出典:法務省|相続登記の申請義務化について
相談の前には、まず「相続がすでに発生しているのか」「死亡日または相続開始を知った日はいつか」「申告期限・放棄期限・登記期限はいつか」を整理しておいてください。ここを取り違えると、どれほど財産資料を集めても、実務上の優先順位を見誤ってしまうおそれがあります。
家族関係は、単なる相続人一覧では足りない
相続のご相談では、家族関係をつい「誰が相続人か」だけで整理してしまいがちです。しかし、実務の現場では、それだけでは十分とはいえません。

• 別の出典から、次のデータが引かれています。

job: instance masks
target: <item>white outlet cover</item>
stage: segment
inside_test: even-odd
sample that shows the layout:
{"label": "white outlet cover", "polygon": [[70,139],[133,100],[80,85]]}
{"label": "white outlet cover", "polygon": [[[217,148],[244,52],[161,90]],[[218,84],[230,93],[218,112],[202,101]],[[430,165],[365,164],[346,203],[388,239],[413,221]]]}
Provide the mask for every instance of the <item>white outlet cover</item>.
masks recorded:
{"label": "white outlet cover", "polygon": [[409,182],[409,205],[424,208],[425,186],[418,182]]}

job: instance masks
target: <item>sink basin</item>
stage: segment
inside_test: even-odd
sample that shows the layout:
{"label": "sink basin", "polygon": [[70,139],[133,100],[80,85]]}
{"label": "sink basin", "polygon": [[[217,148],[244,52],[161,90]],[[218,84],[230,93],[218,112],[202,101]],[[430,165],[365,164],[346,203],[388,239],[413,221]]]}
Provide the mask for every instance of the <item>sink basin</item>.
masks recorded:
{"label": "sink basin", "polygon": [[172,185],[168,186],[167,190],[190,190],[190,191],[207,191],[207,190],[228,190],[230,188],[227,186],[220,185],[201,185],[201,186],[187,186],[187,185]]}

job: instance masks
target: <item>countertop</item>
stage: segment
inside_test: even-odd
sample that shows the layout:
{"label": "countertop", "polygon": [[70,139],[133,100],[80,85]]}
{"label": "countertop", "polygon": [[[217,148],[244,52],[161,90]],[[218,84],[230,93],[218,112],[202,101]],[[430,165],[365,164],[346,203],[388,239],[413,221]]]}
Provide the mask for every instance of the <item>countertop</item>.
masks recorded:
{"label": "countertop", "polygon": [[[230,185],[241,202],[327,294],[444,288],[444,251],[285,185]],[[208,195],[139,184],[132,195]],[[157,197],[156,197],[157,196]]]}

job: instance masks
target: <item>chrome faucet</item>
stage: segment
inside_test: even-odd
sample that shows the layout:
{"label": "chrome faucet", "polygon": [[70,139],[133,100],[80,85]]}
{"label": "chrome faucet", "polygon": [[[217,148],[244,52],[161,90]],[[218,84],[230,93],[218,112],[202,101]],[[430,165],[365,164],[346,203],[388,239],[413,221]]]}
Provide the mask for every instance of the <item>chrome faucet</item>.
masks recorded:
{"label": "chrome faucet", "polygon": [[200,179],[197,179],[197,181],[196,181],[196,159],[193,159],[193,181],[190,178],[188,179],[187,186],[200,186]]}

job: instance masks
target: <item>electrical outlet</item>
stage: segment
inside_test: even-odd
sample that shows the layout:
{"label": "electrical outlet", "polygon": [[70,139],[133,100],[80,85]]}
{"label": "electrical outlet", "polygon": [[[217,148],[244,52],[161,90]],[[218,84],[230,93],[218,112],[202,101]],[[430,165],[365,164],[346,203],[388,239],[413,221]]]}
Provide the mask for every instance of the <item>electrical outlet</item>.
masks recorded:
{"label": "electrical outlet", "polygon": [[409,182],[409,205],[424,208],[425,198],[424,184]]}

確認しておきたいのは、法定相続人、代襲相続人、養子、前婚の子、認知した子、相続放棄を検討している人、海外居住者、未成年者、判断能力に不安のある相続人、連絡が取れない相続人といった存在です。相続人の範囲が確定しなければ、遺産分割協議、相続税の基礎控除、相続税の総額、申告書への署名・押印、登記手続、特例の適用といった事柄の前提が定まりません。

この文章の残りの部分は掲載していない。